Blitze spalten Stickstoff- und Sauerstoffmoleküle in der Atmosphäre auf und erzeugen reaktive Chemikalien, sogenannte Radikale, die nur kurz lebensfähig sind und schnell mit anderen Stoffen in der Luft reagieren. Ein Team von Atmosphärenchemikern und Blitzforschern hat herausgefunden, dass Blitze und überraschenderweise auch unsichtbare Entladungen, die weder mit Kameras noch mit bloßem Auge zu erkennen sind, hohe Mengen des Hydroxylradikals (OH) und des Hydroperoxylradikals (HO2) produzieren können.
Das Hydroxylradikal ist in der Atmosphäre bedeutsam, weil es chemische Reaktionen auslöst und Moleküle wie das Treibhausgas Methan aufspaltet. OH ist der Haupttreiber für viele Veränderungen der Zusammensetzung in der Atmosphäre.
Das Kuriose bei dieser Studie ist, dass die Forscher anfangs ihren Messungen nicht trauten, da diese extrem hohe Konzentrationen von OH und HO2 in den Wolken anzeigten. Die Wissenschaftler entfernten die zunächst unplausibel erscheinenden Signale aus dem Datensatz und hoben sie für spätere Untersuchungen auf.

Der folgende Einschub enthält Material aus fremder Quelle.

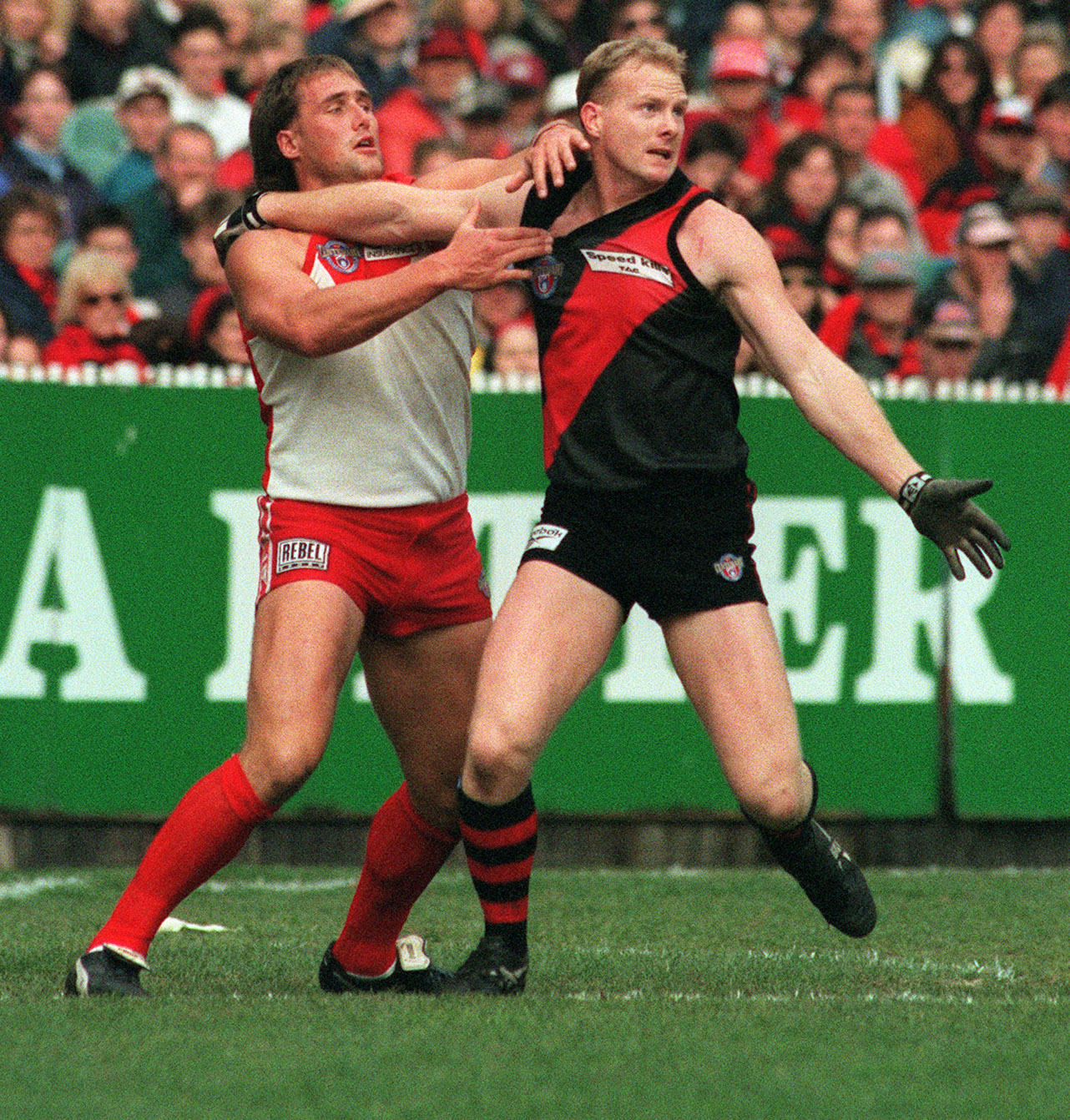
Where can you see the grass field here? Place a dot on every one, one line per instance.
(652, 995)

Die Daten stammten von einem Instrument an Bord eines Flugzeugs, das 2012 über Colorado und Oklahoma geflogen war, um die chemischen Veränderungen zu untersuchen, die Gewitter und Blitze in der Atmosphäre verursachen.
Erst bei späteren Untersuchungen zeigt sich, dass die Messwerten tatsächlich von Hydroxyl und Hydroperoxyl verursacht wurden. Die Forscher versuchten dann, ob diese Signale durch Funken und unsichtbare Entladungen im Labor erzeugt werden könnten. Dann führten sie eine erneute Analyse der Daten durch. Dabei gelang es, die extremen Messwerte, die das Instrument beim Flug durch die Gewitterwolken sah, mit den Blitzmessungen vom Boden aus zu verknüpfen.
Flugzeuge vermeiden es normalerweise, mitten durch die Gewitterwolken zu fliegen, weil die Auf- und Abwinde gefährlich werden können. Weniger gefährlich ist es aber, im Amboss, also im oberen Teil der Wolke zu fliegen und zu messen. Sichtbare Blitze entstehen in dem Teil des Ambosses, der sich in der Nähe des Gewitterkerns befindet.
Es war bereits bekannt, dass Blitze Wasser aufspalten können, um Hydroxyl und Hydroperoxyl zu bilden, aber dieser Prozess war noch nie in Gewittern beobachtet worden. Was die Forscher zunächst verwirrte, war, dass das Instrument hohe Werte von Hydroxyl und Hydroperoxyl in Bereichen der Wolke aufzeichnete, in denen kein Blitz vom Flugzeug oder vom Boden aus sichtbar war.
Experimente im Labor zeigten, dass schwacher elektrischer Strom, der viel weniger energiereich ist als der eines sichtbaren Blitzes, dieselben Komponenten erzeugen kann. Die Ergebnisse dieser Forschungen können in Zukunft genutzt werden, um Modelle der Atmosphärenchemie zu verbessern.